Aos doze anos, tive que me mudar com meus pais para longe.

Quase dez anos depois, briguei com eles, pois queria ser independente. Eles achavam que eu não conseguiria viver um dia fora das asas deles. Então voltei para Chicago e procurei um emprego para mostrar que podia sobreviver sem a ajuda deles.

Consegui um emprego na H.U. Company.

E qual foi minha surpresa ao descobrir que seria secretária do meu antigo amor?

Achei que não sentiria mais nada… mas ainda era loucamente apaixonada por ele. E ele sequer se lembrava de mim.

Então tomei minha decisão.

A melhor coisa seria me afastar dele… e do meu pequeno.

Vou para minha sala e olho o relógio: 10:46 de uma sexta-feira.

Caminho calmamente até a sala do meu chefe. Bato na porta.

— Entre.

Entro e o vejo sentado no sofá com o bebê no colo, brincando.

— Deseja algo, senhorita Santos?

Respiro fundo e caminho até ele com um papel que mudará tudo a partir de agora: meu pedido de demissão. Entrego e me afasto um pouco. Ele lê e vejo sua expressão mudar.

— O que significa isso?

— Minha carta de demissão, senhor Millard.

Ele lê novamente, como se tivesse entendido errado.

— E você acha que irei aceitar que uma das minhas melhores funcionárias se demita?

Isso doeu. Ele só me queria porque eu fazia bem meu trabalho. Uma funcionária eficiente.
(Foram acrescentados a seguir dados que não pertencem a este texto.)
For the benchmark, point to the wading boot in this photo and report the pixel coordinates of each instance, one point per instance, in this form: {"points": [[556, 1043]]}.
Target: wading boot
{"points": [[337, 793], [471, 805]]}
— Eu não vim pedir sua permissão. Só vim lhe entregar isso. Já estou indo, ou vou me atrasar para o meu voo. Até mais, senhor Millard.

Me abaixo até o bebê.

— Adeus, meu amado Anthony — sussurro.

Me levanto e saio da sala, com uma esperança silenciosa de que ele me impedisse. Mas isso não acontece.
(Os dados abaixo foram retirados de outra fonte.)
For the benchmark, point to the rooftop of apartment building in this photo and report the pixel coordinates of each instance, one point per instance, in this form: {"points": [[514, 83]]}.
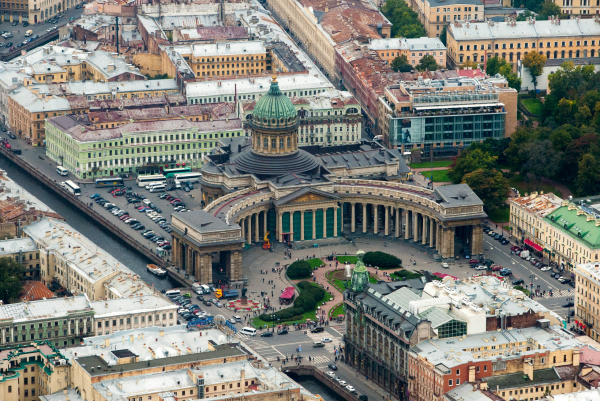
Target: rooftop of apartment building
{"points": [[117, 307], [504, 344], [417, 44], [255, 85], [216, 111], [83, 256], [81, 131], [210, 33], [44, 309], [152, 347], [539, 204], [530, 29]]}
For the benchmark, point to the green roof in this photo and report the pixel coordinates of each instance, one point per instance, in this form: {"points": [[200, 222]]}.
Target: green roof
{"points": [[517, 380], [575, 226]]}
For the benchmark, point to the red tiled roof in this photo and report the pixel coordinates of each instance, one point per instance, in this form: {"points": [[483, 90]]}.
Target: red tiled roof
{"points": [[35, 290]]}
Saio da empresa após me despedir de Marcos e sigo direto para o aeroporto. Parece que terei que engolir meu orgulho e voltar para casa depois de dois anos.

Suspiro e embarco.

Após mais de quinze horas de voo, chego a Tóquio. Ao desembarcar, vejo minha mãe e meu pai me esperando com uma placa com meu nome.